Today’s Wine: 2017 Malbec

100% Malbec; 13.5% ABV

The 2017 Malbec is deep purple in color and almost fully opaque. This needs about 30 minutes to truly open up but once it does the nose showcases aromas of plum, blackberry, black cherry, tomato, sweet tobacco, baking spice, pepper, and oak. On the palate, this Malbec displays notes of juicy red plum, blueberry, maraschino cherry, rose petal, mint, ground green cooking herbs, cocoa, and vanilla. The wine is medium- to full-bodied with moderate acidity, medium fine-grained tannins, and a medium length finish.

Price: $20. This was named Wine Spectator’s #1 Top Value Wine and #1 Top Value Malbec last year, and I can certainly see why. While I don’t drink a lot of Malbec, this is very enjoyable and would pair incredibly well with herb-roasted pork, a buffalo burger garnished with blue cheese, or mushroom-stuffed roasted peppers.

Going Against the Grain

Today’s Story: Susana Balbo

Susana Balbo’s career in wine is truly incredible and her broad range of wines and critical acclaim speaks to it. Susana originally hoped to study nuclear physics, however her family would not let her leave Mendoza to pursue it because the pathway was “unconventional” at the time. Instead, Susana remained in Mendoza and took up her family’s business of viticulture. Polar opposite of a degree in nuclear physics, Susana graduated with a degree in Oenology in 1981 and still managed to challenge the status quo by becoming the first women in Argentina to do so.

After working throughout the world as consultant to wineries in Spain, Chile, Italy, Brazil, Australia, and California (the first women from Argentina to do so, no less), Susana created her own winery in 1999. Located in Luján de Cuyo, Mendoza, Susana Balbo Wines prospers from their location at the foothills of the Andes Mountains where the ice melts into pure water during spring and summer for use in the vineyards. Like many higher-quality wineries nowadays, Susana Balbo Wines is committed to sustainable practices like avoiding chemical and machinery use in the vineyards, utilizing drip irrigation on the vines, and using pruning waste to nourish the soil.

To truly appreciate the history and significance of Susana’s career, I highly recommend trying some of her wines if you see them at your local store.
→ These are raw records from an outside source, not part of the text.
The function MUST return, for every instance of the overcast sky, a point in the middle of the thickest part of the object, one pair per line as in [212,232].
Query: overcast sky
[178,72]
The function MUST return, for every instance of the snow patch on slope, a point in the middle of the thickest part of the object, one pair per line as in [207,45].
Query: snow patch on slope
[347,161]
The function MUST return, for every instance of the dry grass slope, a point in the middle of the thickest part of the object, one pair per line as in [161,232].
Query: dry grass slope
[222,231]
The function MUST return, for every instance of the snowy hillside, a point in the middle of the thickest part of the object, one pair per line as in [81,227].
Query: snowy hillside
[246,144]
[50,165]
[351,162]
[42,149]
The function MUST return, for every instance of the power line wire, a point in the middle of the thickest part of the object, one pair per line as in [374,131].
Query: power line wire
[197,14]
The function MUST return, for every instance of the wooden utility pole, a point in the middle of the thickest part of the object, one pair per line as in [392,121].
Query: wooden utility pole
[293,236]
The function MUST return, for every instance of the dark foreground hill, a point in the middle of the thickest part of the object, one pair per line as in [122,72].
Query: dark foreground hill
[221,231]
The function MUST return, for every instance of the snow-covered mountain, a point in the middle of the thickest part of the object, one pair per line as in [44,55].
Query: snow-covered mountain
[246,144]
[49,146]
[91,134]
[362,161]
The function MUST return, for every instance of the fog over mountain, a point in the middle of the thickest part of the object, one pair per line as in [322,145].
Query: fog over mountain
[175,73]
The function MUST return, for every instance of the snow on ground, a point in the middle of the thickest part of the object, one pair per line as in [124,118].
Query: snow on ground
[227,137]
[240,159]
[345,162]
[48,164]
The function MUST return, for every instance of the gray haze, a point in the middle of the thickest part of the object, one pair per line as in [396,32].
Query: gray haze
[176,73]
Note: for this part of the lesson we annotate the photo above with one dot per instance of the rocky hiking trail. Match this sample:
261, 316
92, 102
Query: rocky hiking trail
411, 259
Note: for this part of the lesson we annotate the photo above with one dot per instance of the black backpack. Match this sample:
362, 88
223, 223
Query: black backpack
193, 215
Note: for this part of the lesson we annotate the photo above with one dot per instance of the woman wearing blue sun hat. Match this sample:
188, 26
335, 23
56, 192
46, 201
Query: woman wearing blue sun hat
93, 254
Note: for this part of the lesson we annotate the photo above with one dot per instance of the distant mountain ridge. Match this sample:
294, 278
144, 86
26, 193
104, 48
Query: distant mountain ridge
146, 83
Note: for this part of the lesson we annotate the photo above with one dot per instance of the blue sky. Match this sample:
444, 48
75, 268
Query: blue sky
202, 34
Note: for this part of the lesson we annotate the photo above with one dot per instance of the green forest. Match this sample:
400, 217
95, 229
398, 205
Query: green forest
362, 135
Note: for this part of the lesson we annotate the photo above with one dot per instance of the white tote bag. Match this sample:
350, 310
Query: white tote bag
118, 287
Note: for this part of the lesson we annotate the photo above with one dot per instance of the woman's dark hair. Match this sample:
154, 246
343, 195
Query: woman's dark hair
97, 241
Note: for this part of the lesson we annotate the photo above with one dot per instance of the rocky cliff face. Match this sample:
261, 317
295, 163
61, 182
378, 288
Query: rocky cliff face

While I am reviewing one of her “entry level” offerings today, her Nosotros Single Vineyard Malbec received outstanding notes and is worthy of seeking out. Hopefully I can review one for you someday soon.

Today’s Wine: 2011 Signature Malbec

90% Malbec, 10% Cabernet Sauvignon; 14.5% ABV

I’ve had an opportunity to taste Susana Balbo Malbecs on multiple occasions, but they have all been more recent vintages so I was intrigued by this bottle (served to me blind) with eight years of age. Today’s wine is medium purple to ruby in color with moderate staining on the sides of the glass. On the nose we have aromas of blackberry, blueberry, anise, sweaty locker room, and flint. The palate is not complex and the wine is very easy drinking, showcasing notes of plum, dates, cigar box, and baking spice. Good value for the money, this is medium-bodied with medium (+) acidity, medium (+) tannins, and a medium length finish. This bottle makes me excited to try her higher-end wines in the future.

Price: $20, a solid price-point for Malbec. Pair this with a burger, skirt steak, or dark meat chicken.